As the Brexit process grinds on, attention elsewhere in Europe is turning to the political dynamics of the EU without one of its most reliably free-market member states.

For many years, the UK, both because of its economic heft and the often under-appreciated skills of its civil servants, has led an informal economic bloc pushing for liberalisation in the single market and external trade. Some members, usually including the Nordic nations, have frequently relied on the UK to persuade other states.

A new counterweight to economic mercantilism is sorely needed. EU member states have, regrettably, been moving in a more protectionist direction in recent years. They have, for example, rewritten their laws on antidumping and antisubsidy duties, giving themselves more leeway to impose emergency blocks on imports.

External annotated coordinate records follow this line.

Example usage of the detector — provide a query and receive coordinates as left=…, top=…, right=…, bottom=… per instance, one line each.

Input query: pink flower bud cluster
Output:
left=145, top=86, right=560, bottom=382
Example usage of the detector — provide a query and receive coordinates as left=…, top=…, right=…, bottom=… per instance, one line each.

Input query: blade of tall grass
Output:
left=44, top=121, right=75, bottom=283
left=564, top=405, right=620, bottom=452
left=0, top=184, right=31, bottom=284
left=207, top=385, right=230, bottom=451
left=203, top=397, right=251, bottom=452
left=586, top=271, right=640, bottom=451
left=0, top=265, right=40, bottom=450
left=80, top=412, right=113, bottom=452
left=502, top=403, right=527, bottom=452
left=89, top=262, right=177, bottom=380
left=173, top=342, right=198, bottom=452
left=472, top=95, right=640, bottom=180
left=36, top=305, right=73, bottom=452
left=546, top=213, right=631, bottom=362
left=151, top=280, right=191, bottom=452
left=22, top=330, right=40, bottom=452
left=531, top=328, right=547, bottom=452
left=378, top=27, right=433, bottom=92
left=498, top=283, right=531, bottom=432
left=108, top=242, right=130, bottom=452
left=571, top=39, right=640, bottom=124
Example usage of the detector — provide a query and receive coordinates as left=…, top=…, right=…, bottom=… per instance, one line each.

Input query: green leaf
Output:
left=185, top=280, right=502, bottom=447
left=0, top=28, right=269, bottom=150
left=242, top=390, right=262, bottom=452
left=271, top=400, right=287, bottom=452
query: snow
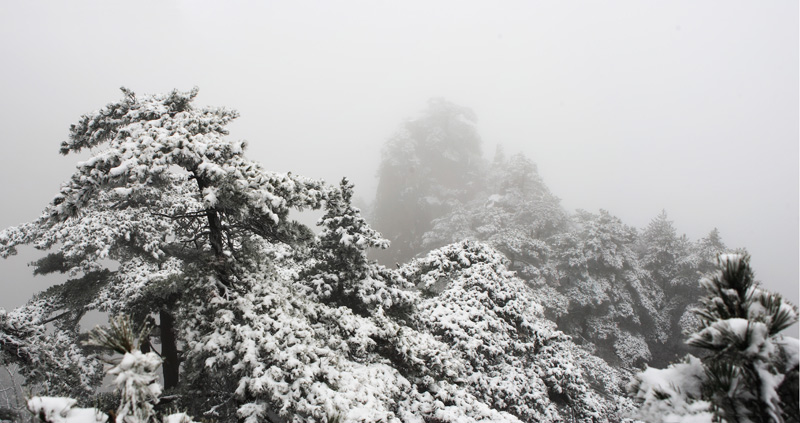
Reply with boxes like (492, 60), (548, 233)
(28, 397), (108, 423)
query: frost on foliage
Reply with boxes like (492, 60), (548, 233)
(89, 316), (161, 423)
(180, 255), (515, 422)
(0, 89), (322, 288)
(423, 154), (567, 279)
(631, 254), (799, 422)
(0, 89), (323, 410)
(373, 99), (484, 264)
(0, 299), (102, 396)
(546, 210), (671, 367)
(298, 179), (414, 314)
(401, 241), (628, 421)
(28, 397), (108, 423)
(631, 355), (714, 423)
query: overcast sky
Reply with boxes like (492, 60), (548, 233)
(0, 0), (800, 334)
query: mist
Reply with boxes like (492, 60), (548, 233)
(0, 1), (800, 334)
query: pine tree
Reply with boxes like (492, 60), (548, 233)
(299, 178), (410, 315)
(631, 254), (798, 423)
(0, 88), (323, 400)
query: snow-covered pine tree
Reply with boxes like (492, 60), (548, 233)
(0, 89), (323, 400)
(635, 211), (700, 367)
(552, 210), (669, 368)
(373, 98), (484, 265)
(401, 241), (630, 422)
(630, 254), (800, 423)
(298, 178), (413, 316)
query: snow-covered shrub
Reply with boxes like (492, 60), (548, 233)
(401, 241), (632, 422)
(630, 254), (798, 423)
(0, 298), (102, 397)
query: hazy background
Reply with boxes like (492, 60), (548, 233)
(0, 0), (800, 332)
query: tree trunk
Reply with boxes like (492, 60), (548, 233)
(159, 309), (181, 389)
(195, 177), (231, 288)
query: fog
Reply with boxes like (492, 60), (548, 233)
(0, 1), (800, 334)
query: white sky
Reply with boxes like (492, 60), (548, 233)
(0, 0), (800, 334)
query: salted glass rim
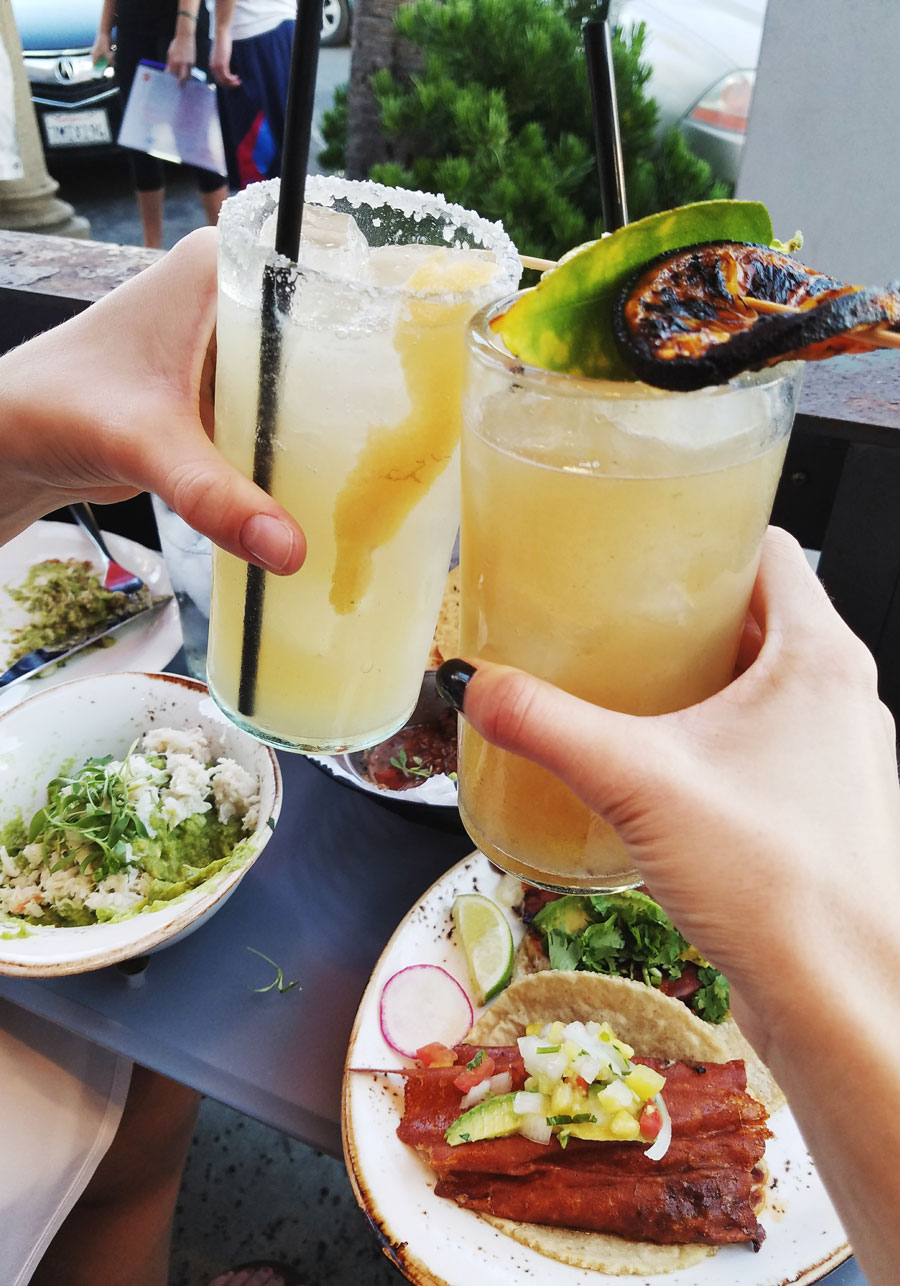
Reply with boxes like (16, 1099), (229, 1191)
(467, 287), (805, 403)
(219, 175), (522, 306)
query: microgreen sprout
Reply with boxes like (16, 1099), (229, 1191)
(247, 946), (300, 995)
(391, 748), (435, 778)
(28, 742), (156, 881)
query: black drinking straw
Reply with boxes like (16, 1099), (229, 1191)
(584, 5), (629, 233)
(238, 0), (323, 715)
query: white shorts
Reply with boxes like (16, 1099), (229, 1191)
(0, 999), (131, 1286)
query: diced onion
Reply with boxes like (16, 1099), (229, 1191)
(518, 1037), (568, 1080)
(600, 1080), (636, 1110)
(518, 1112), (553, 1143)
(644, 1094), (672, 1161)
(513, 1089), (546, 1116)
(459, 1080), (491, 1112)
(572, 1053), (603, 1085)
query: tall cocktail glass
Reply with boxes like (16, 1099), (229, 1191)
(459, 300), (801, 891)
(208, 177), (519, 754)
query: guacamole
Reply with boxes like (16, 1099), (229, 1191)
(0, 728), (258, 926)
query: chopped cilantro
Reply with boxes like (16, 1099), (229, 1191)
(690, 965), (730, 1022)
(546, 928), (581, 970)
(534, 889), (729, 1022)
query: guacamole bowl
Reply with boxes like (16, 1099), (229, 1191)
(0, 673), (282, 977)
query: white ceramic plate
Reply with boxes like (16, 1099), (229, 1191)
(342, 853), (850, 1286)
(0, 521), (181, 710)
(0, 674), (282, 977)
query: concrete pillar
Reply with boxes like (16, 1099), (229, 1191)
(0, 0), (90, 238)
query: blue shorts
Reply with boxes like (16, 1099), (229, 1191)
(219, 18), (294, 188)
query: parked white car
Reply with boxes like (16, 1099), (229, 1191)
(609, 0), (766, 183)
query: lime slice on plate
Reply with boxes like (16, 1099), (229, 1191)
(450, 892), (513, 1004)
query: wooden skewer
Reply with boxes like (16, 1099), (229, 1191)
(739, 294), (900, 349)
(518, 255), (557, 273)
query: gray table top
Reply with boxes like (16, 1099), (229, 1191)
(0, 755), (865, 1286)
(0, 755), (472, 1156)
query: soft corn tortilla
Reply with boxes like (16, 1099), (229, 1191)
(504, 961), (787, 1116)
(428, 566), (460, 670)
(468, 970), (784, 1276)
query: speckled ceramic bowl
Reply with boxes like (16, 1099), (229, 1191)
(0, 674), (282, 977)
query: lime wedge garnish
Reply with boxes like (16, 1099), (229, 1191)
(451, 892), (513, 1004)
(494, 201), (773, 379)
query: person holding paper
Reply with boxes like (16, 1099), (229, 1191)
(93, 0), (228, 248)
(210, 0), (297, 188)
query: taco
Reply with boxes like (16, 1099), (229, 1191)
(513, 885), (784, 1111)
(397, 971), (774, 1274)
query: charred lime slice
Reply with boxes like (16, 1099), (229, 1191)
(615, 242), (900, 391)
(491, 201), (771, 379)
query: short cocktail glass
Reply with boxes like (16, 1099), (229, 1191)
(208, 177), (519, 754)
(459, 300), (802, 891)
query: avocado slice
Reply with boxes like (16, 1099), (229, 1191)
(444, 1093), (522, 1147)
(532, 892), (597, 937)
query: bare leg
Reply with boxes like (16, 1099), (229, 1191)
(31, 1065), (201, 1286)
(138, 188), (166, 249)
(201, 184), (228, 228)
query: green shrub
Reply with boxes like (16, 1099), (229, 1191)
(320, 0), (726, 258)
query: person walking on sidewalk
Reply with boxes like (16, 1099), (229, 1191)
(210, 0), (297, 189)
(91, 0), (228, 249)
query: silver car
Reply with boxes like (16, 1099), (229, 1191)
(13, 0), (352, 159)
(13, 0), (120, 158)
(611, 0), (766, 183)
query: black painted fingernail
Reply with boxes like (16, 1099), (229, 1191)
(435, 656), (474, 715)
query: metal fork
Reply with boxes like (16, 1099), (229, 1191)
(68, 503), (145, 594)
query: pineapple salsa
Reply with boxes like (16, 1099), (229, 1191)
(446, 1022), (671, 1160)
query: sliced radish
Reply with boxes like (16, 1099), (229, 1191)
(378, 965), (474, 1058)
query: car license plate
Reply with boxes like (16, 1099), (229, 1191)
(44, 107), (112, 148)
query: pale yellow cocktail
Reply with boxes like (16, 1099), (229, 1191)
(208, 179), (518, 752)
(459, 295), (798, 889)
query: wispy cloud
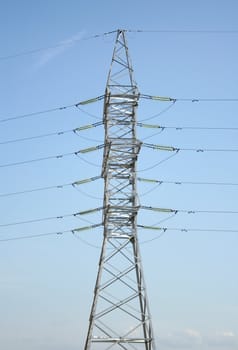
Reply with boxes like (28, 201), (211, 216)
(35, 31), (84, 69)
(158, 328), (238, 350)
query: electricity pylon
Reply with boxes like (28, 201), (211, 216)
(84, 30), (155, 350)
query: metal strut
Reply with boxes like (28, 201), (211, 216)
(84, 30), (155, 350)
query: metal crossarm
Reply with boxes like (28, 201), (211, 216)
(84, 30), (155, 350)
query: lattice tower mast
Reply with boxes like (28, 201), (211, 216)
(84, 30), (155, 350)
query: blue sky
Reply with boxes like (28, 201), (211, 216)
(0, 0), (238, 350)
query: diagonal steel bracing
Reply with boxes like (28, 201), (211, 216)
(84, 30), (155, 350)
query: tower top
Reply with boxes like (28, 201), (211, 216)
(106, 29), (137, 95)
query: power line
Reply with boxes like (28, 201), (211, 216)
(0, 230), (72, 242)
(0, 95), (104, 123)
(0, 30), (116, 61)
(0, 122), (103, 145)
(137, 177), (238, 186)
(140, 94), (238, 102)
(0, 207), (103, 227)
(125, 29), (238, 34)
(0, 176), (101, 198)
(140, 205), (238, 214)
(142, 143), (238, 152)
(137, 122), (238, 135)
(0, 144), (104, 168)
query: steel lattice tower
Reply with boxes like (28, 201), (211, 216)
(84, 30), (155, 350)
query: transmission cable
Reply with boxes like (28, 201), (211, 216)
(137, 177), (238, 186)
(0, 30), (117, 61)
(140, 94), (238, 102)
(0, 176), (101, 198)
(125, 29), (238, 34)
(0, 95), (104, 123)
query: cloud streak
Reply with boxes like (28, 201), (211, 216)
(157, 329), (238, 350)
(35, 31), (84, 69)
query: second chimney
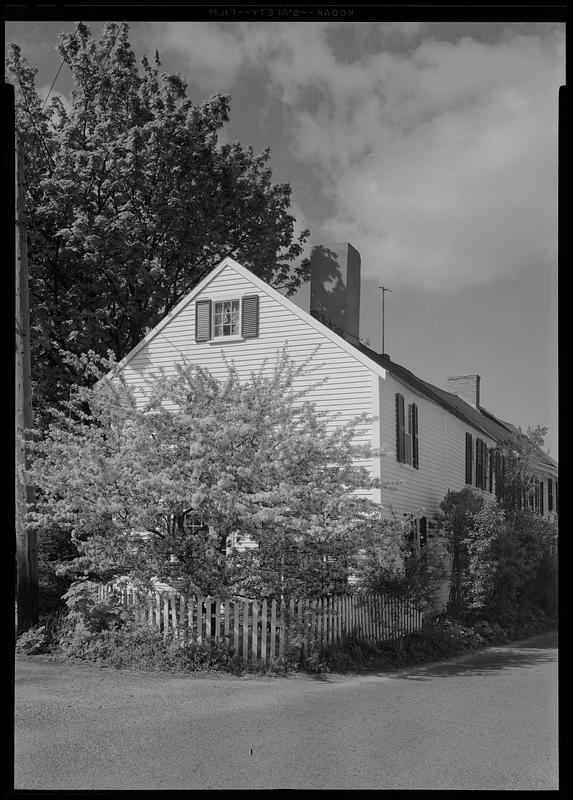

Germany, traditionally the swing voter in the EU, has shifted more towards the protectionist end of the spectrum, dominated by France and Italy. In theory, the accession of Emmanuel Macron as France’s president, with his talk of freeing up markets to boost growth, should shift the centre of gravity back towards the liberal side.

In practice, Mr Macron’s commitments to liberalisation tend to stop at the French frontier. In order to buy some political space for his changes to labour law, Mr Macron has taken restrictive positions on cross-border issues including migration, foreign direct investment and signing trade deals that will endanger France’s perennially vocal farmers.